Done in 92afb9b — _xy_df helper removed; each test builds its own df inline from the smallest pd.DataFrame({...}) sufficient for the assertion. Most tests use {"x": [1, 2, 3]}; tests that need a second column use {"x": ..., "y": ...}.
- Remove the `where = filter` class-level alias. PySpark-compat naming can land later if there's demand; not part of this layer's scope. - Replace the manual left-fold of `Expr::and` in `InternalDataFrame::filter` with DataFusion's `conjunction` helper from `datafusion_expr::utils`. Same semantics, fewer lines, and matches the pattern used elsewhere in the workspace (`sedona-pointcloud`, `sedona-query-planner`). - Drop the `_xy_df` helper in `test_dataframe_filter.py`; each test now builds its own `df` via `con.create_data_frame(pd.DataFrame(...))` inline, with the smallest data sufficient for the assertion. Same "full context in the failing test function" rationale as the select PR. - Drop `test_where_alias_produces_same_output` along with the alias.
Wire the
Exprlayer into the existing lazyDataFrameso users can filter rows without writing SQL predicates.This is the fourth and final small PR completing Phase P1 of #791, building on #807 (Expr foundation), #823 (operators), and #832 (
DataFrame.select).What's new
Multiple predicates are AND-combined into a single composed
Exprvia DataFusion'sconjunctionhelper, giving the optimizer one conjunction to reason about rather than N stacked filter nodes. Chained.filter().filter()calls produce two filter nodes in the plan but the same result.Decision worth flagging — rejecting
Literal🛎️ cc @paleolimbotfilter()rejects bothstrandLiteralarguments at the Python boundary.query()-style feature, not this PR's surface.Literalis rejected becausefilter(lit(True))(or anyfilter(lit(value))) is almost always a typo: DataFusion would silently acceptWHERE 7as truthy, producing a filter that looks present in the source but is actually a no-op. If a user genuinely wants a constant predicate they can writecol("flag") == lit(True), which forces the intent.This is more restrictive than
select, which does acceptLiteral. The asymmetry is intentional: a literal as a projection is meaningful (a constant column), but a literal as a filter is almost never what you want.

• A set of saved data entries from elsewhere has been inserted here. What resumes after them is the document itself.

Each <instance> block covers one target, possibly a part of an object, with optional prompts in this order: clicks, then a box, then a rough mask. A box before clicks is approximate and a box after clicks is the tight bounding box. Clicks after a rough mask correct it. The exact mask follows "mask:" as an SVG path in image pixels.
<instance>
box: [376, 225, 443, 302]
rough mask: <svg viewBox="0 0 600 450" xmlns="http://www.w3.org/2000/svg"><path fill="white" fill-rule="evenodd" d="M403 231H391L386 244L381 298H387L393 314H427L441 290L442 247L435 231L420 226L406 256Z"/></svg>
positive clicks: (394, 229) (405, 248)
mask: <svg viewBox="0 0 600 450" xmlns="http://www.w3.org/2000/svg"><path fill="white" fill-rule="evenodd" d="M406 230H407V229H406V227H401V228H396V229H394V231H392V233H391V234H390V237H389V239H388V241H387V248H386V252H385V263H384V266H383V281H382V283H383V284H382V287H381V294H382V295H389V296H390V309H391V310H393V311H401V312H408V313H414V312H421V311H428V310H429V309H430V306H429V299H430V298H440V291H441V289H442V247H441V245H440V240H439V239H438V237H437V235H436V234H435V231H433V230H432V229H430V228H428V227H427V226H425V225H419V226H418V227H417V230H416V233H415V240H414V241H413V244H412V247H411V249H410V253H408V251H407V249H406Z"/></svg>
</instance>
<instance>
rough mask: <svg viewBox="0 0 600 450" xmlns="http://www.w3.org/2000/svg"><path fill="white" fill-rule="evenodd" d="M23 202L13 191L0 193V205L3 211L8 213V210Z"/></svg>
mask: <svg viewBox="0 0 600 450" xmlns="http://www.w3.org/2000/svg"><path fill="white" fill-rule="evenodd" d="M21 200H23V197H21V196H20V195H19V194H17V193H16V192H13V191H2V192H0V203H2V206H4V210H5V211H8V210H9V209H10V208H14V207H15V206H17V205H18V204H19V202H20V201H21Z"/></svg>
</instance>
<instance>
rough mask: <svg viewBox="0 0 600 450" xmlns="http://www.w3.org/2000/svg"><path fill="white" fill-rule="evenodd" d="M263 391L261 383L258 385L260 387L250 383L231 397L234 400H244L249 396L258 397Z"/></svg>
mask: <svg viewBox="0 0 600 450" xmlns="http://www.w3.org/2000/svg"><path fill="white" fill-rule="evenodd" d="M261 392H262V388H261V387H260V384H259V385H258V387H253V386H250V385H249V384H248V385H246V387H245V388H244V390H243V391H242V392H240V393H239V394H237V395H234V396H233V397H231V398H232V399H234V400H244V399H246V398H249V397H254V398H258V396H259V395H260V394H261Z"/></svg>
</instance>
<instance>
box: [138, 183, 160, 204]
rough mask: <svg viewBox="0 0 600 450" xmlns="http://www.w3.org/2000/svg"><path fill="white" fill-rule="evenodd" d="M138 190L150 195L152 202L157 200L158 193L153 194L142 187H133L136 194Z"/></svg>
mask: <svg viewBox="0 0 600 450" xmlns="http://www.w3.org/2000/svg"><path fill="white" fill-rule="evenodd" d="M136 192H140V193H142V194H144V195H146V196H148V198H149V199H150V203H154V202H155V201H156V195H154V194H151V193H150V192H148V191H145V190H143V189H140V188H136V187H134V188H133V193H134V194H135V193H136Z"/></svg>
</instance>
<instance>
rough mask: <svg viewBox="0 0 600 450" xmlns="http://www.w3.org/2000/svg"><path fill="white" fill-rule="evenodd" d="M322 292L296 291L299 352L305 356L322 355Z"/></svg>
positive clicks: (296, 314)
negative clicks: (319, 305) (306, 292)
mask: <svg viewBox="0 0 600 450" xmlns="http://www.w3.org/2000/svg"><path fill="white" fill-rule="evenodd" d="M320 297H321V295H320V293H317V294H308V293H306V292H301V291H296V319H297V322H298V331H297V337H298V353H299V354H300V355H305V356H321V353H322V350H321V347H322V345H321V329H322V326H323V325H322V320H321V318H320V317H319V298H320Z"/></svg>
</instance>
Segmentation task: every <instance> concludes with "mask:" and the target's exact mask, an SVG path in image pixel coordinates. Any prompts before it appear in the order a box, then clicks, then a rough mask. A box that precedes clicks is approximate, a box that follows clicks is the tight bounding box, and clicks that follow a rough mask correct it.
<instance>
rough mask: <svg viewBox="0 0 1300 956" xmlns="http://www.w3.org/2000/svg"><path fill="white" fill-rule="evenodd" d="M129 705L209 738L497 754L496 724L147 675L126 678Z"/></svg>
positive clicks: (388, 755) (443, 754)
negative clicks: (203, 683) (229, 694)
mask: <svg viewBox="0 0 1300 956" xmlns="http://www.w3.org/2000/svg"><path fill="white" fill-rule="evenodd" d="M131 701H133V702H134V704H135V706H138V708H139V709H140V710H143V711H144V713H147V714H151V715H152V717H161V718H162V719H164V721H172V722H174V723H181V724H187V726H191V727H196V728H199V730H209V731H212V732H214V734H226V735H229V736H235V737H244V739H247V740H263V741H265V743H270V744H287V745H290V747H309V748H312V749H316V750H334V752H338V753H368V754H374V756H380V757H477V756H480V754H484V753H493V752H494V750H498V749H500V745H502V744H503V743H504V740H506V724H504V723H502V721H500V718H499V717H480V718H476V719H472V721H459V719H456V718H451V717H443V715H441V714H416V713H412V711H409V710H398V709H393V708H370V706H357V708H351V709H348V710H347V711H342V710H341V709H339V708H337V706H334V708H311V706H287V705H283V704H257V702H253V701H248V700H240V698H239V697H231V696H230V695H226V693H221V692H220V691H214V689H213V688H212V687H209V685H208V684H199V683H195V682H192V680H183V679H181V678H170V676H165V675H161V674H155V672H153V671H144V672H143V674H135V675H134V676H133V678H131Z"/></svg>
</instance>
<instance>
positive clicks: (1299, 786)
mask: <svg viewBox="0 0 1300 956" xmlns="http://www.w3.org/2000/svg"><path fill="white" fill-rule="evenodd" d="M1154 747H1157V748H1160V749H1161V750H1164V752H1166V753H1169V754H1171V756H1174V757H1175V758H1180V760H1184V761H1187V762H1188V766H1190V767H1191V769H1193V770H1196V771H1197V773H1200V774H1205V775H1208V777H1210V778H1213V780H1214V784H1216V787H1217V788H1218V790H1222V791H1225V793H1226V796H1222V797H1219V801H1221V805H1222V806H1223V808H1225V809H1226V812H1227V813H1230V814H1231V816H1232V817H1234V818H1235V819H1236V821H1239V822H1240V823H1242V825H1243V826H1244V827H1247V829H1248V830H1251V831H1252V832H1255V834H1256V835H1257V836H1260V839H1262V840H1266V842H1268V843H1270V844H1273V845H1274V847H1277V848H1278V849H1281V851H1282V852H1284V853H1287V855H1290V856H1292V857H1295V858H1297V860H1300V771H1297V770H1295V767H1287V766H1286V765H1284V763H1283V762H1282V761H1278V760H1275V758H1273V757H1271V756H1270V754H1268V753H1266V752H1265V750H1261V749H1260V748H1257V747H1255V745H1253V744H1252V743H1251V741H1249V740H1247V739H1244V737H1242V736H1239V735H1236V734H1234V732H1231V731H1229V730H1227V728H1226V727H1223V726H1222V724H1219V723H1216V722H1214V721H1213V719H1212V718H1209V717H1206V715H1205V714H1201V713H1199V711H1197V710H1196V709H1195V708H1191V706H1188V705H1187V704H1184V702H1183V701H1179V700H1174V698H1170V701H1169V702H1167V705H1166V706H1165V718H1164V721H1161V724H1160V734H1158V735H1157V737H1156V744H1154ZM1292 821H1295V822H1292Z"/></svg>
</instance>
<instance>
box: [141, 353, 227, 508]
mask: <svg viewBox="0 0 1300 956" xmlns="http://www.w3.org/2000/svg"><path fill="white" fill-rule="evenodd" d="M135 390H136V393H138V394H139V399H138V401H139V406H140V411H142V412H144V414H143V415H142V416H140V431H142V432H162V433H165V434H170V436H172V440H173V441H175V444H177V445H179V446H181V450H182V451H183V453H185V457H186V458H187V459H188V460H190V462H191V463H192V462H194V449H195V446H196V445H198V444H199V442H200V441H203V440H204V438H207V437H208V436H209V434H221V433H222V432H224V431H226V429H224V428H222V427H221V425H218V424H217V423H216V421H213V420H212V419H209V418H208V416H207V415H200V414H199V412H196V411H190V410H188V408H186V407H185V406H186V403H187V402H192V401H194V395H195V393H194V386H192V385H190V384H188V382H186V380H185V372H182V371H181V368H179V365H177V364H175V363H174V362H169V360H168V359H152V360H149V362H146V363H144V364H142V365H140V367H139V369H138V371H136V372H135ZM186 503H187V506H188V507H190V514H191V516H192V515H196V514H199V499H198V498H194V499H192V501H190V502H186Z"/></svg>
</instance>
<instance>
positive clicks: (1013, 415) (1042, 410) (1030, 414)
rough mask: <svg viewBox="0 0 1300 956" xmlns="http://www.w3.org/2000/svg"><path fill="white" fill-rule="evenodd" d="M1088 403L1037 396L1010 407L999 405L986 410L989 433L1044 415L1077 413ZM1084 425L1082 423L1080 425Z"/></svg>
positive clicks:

Happy to revisit if you'd rather havefilter(lit(...))accepted and the resulting no-op surface as an optimizer-time warning instead.Implementation
Rust:
InternalDataFrame::filter(Vec<PyExpr>)— empty list errors at the Python boundary; multi-element lists are folded viadatafusion_expr::utils::conjunction, matching the pattern used elsewhere in the workspace (sedona-pointcloud,sedona-query-planner). Step-by-step comments explain the conjunction choice.Python:
DataFrame.filter(*exprs: "Expr") -> DataFramewith explicitisinstancechecks rejectingstr,Literal, and other types.Test plan
12 tests in
tests/expr/test_dataframe_filter.py:&,|,~,isin, chainedfilter().filter()matches multi-AND.DataFramewithout materializing.ValueError; string arg →TypeError;Literalarg →TypeErrorwith the actionable suggestion; unknown column →SedonaErrorwhose message includes the valid field names.Each test builds its own input
dfinline from the smallestpd.DataFrame({...})that exercises the predicate. Existing select/expression/literal tests all still pass.ruff formatand doctests both clean.What's next
This completes the issue-tracker Phase P1 (Expr layer + select/filter on DataFrame). Phase P2 in the design doc covers
Series/Scalar,groupby,merge, the curatedsd.stmodule, and the cookbook track.